In this study, CO₂ Huff-n-Puff tests with two heavy oil samples were conducted using Berea sandstone samples. The determination of oil miscibility with CO₂ by Huff-n-Puff tests was proved. From this study, some conclusions can be drawn:

• The recovery of heavy oil obtained from CO₂ injection experiments was as high as 43%. This result shows that CO₂ Huff-n-Puff injection can be an efficient approach to enhance heavy oil recovery. However, it was not to possible to differentiate the oil recovery as a result of solution gas drive (gas nucleation, gas expansion) during the pressure drop mode.
• The major amount of oil is extracted by the first three cycles of CO₂ injection. The subsequent cycles of CO₂ injection do not cause a considerable change in oil recovery.

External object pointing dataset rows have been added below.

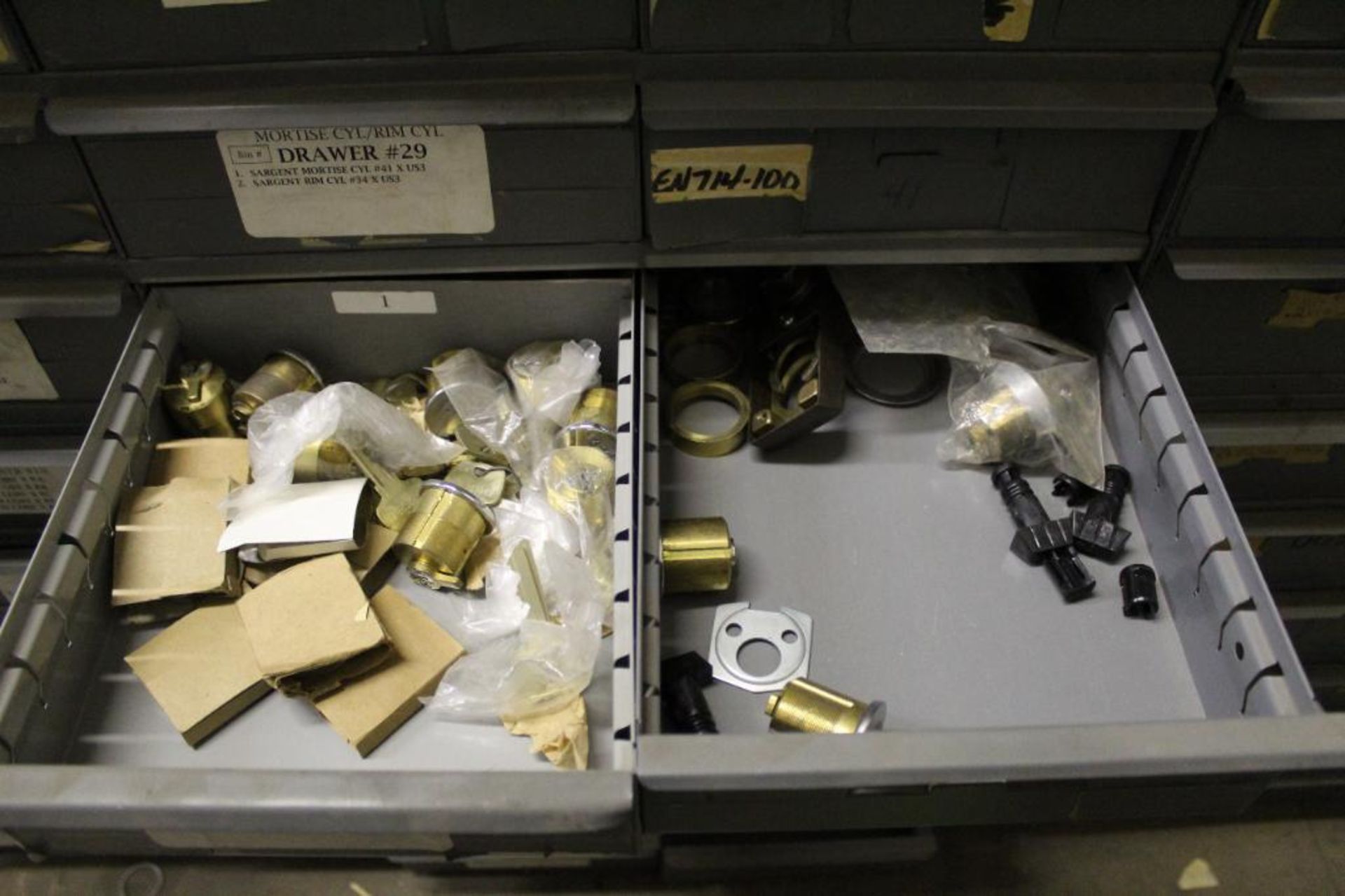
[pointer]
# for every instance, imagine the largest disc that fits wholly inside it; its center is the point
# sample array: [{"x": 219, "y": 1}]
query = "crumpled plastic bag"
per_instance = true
[
  {"x": 1036, "y": 403},
  {"x": 282, "y": 428}
]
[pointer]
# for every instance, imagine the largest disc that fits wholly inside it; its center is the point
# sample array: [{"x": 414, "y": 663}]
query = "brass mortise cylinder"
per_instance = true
[
  {"x": 698, "y": 556},
  {"x": 324, "y": 462},
  {"x": 283, "y": 373},
  {"x": 811, "y": 708},
  {"x": 200, "y": 400},
  {"x": 436, "y": 542},
  {"x": 592, "y": 422}
]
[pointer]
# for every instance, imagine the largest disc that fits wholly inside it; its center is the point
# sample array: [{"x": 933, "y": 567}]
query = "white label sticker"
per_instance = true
[
  {"x": 359, "y": 181},
  {"x": 22, "y": 377},
  {"x": 184, "y": 4},
  {"x": 384, "y": 303},
  {"x": 30, "y": 490}
]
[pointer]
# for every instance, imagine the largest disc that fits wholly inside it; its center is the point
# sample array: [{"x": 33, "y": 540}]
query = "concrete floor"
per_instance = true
[{"x": 1269, "y": 856}]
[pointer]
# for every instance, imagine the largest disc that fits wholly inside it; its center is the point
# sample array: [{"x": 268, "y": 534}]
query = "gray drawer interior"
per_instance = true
[
  {"x": 916, "y": 600},
  {"x": 71, "y": 703}
]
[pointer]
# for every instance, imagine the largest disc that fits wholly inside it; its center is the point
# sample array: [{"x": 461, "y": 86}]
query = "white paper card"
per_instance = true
[
  {"x": 303, "y": 513},
  {"x": 22, "y": 377},
  {"x": 384, "y": 303},
  {"x": 359, "y": 181}
]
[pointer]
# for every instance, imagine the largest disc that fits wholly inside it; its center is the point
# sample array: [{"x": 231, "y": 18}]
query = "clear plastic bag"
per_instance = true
[
  {"x": 1036, "y": 403},
  {"x": 932, "y": 310},
  {"x": 282, "y": 429},
  {"x": 549, "y": 377},
  {"x": 479, "y": 621}
]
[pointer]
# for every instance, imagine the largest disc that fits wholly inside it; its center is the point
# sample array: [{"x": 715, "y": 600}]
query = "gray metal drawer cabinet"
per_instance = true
[
  {"x": 1279, "y": 460},
  {"x": 1270, "y": 170},
  {"x": 1004, "y": 703},
  {"x": 954, "y": 144},
  {"x": 46, "y": 201},
  {"x": 1253, "y": 339},
  {"x": 115, "y": 34},
  {"x": 92, "y": 764},
  {"x": 954, "y": 25},
  {"x": 558, "y": 165}
]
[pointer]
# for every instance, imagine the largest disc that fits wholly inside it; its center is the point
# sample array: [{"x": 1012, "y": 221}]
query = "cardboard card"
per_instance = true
[
  {"x": 370, "y": 708},
  {"x": 312, "y": 627},
  {"x": 318, "y": 514},
  {"x": 201, "y": 459},
  {"x": 201, "y": 670},
  {"x": 165, "y": 544}
]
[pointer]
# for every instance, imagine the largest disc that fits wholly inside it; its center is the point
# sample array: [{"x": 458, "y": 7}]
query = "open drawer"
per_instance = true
[
  {"x": 1004, "y": 703},
  {"x": 95, "y": 766}
]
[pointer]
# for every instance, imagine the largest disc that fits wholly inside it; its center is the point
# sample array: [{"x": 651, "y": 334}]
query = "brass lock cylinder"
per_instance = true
[
  {"x": 200, "y": 400},
  {"x": 283, "y": 373},
  {"x": 698, "y": 556},
  {"x": 324, "y": 462},
  {"x": 814, "y": 710},
  {"x": 592, "y": 422},
  {"x": 439, "y": 539}
]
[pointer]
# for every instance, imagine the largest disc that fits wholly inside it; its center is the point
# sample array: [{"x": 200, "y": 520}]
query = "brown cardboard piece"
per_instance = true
[
  {"x": 201, "y": 670},
  {"x": 200, "y": 459},
  {"x": 312, "y": 627},
  {"x": 166, "y": 539},
  {"x": 373, "y": 561},
  {"x": 370, "y": 708}
]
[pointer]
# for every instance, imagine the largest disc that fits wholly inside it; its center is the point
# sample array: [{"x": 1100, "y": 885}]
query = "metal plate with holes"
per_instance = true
[{"x": 736, "y": 626}]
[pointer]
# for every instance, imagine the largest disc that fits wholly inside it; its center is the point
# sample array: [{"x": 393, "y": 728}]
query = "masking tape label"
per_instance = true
[
  {"x": 185, "y": 4},
  {"x": 731, "y": 172},
  {"x": 22, "y": 377},
  {"x": 1304, "y": 310},
  {"x": 30, "y": 490},
  {"x": 1232, "y": 455},
  {"x": 1008, "y": 20},
  {"x": 384, "y": 303},
  {"x": 359, "y": 181}
]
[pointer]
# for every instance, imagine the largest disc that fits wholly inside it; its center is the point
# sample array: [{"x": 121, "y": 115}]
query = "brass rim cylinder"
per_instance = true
[
  {"x": 811, "y": 708},
  {"x": 593, "y": 422},
  {"x": 439, "y": 539},
  {"x": 283, "y": 373},
  {"x": 324, "y": 462},
  {"x": 698, "y": 556},
  {"x": 200, "y": 400}
]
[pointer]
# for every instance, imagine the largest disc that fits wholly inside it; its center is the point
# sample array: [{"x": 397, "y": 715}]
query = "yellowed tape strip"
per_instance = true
[
  {"x": 731, "y": 172},
  {"x": 1266, "y": 30},
  {"x": 1232, "y": 455},
  {"x": 1304, "y": 310},
  {"x": 1014, "y": 19}
]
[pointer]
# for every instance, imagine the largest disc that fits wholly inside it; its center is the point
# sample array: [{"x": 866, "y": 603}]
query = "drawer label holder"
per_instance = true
[
  {"x": 731, "y": 172},
  {"x": 359, "y": 181}
]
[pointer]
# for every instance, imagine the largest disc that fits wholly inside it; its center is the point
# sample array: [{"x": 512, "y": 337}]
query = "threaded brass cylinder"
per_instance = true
[
  {"x": 200, "y": 400},
  {"x": 283, "y": 373},
  {"x": 592, "y": 422},
  {"x": 698, "y": 556},
  {"x": 439, "y": 539},
  {"x": 811, "y": 708},
  {"x": 324, "y": 462}
]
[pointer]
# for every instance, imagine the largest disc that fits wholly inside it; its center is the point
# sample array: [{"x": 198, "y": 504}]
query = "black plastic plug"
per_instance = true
[
  {"x": 1140, "y": 591},
  {"x": 1040, "y": 540},
  {"x": 684, "y": 677},
  {"x": 1095, "y": 526}
]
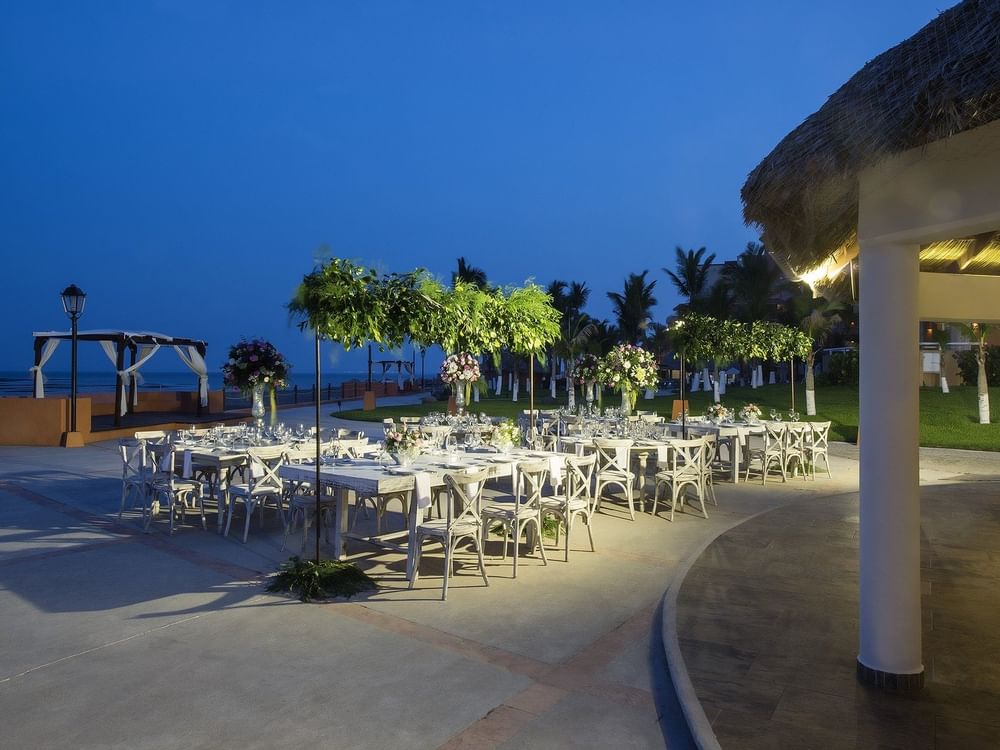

• CO₂ injection in heavy oil causes heavy oil deposition and decreases permeability. Permeability measured by gas, n-pentane, and toluene showed the difference of permeability of the core plugs in the presence and the absence of heavy oil deposits.
• Huff-n-puff tests can be applied for miscibility studies of heavy oil with gas. However, MMP for heavy oil is very high should be taken into consideration.
• When miscibility of CO₂ with light oil components of heavy oil is achieved, the subsequent pressure increase under MMP does not affect oil recovery at the core scale experiments. However, it would be conjecture to presume that the higher injection pressure of gas leads to the higher rate of oil heavy deposits and more severe porosity and permeability damage.